Еще одной напастью для нас оказалась загрязненная питьевая вода. Хотя наши солдаты и были многократно привиты от тифа, паратифа и дизентерии, мы не имели права рисковать. Пока на полевой кухне готовили достаточное количество чая, санитарная рота обеспечивала личный состав батальона питьевой водой, которая была очищена в специальном фильтровальном аппарате. Был отдан приказ, строго-настрого запрещавший всем пить некипяченую или непрофильтрованную воду.
Конечно, было непросто удержать измученного жаждой солдата, вдоволь наглотавшегося дорожной пыли, от того, чтобы не пить воду из первого же попавшегося источника.
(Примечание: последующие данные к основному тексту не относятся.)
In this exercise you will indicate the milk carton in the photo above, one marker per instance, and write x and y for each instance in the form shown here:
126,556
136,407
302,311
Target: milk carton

Было невозможно этого добиться и с помощью одного лишь строгого приказа командира батальона. Эту проблему со свойственным ему остроумием решил Мюллер. Однажды утром несколько пехотинцев нашли рядом с деревенским колодцем какие-то странные ампулы. Когда они принесли их в медсанчасть, я исследовал их и установил, что они совершенно безвредны. Однако в ротах быстро распространился слух, что это были ампулы с ядом, которым русские отравили воду во всех колодцах в округе. Разумеется, никто из нашего медицинского персонала не стал опровергать этот слух. Вечером Мюллер и Дехорн привели ко мне с торжествующим видом шестерых солдат. Павшие духом солдаты сознались, что пили воду из «отравленного» колодца. Одним из них оказался Земмельмайер из Кёльна, любимый всеми весельчак и балагур, который к тому же был помощником нашего повара, что извиняло его за допущенный проступок еще меньше, чем всех остальных.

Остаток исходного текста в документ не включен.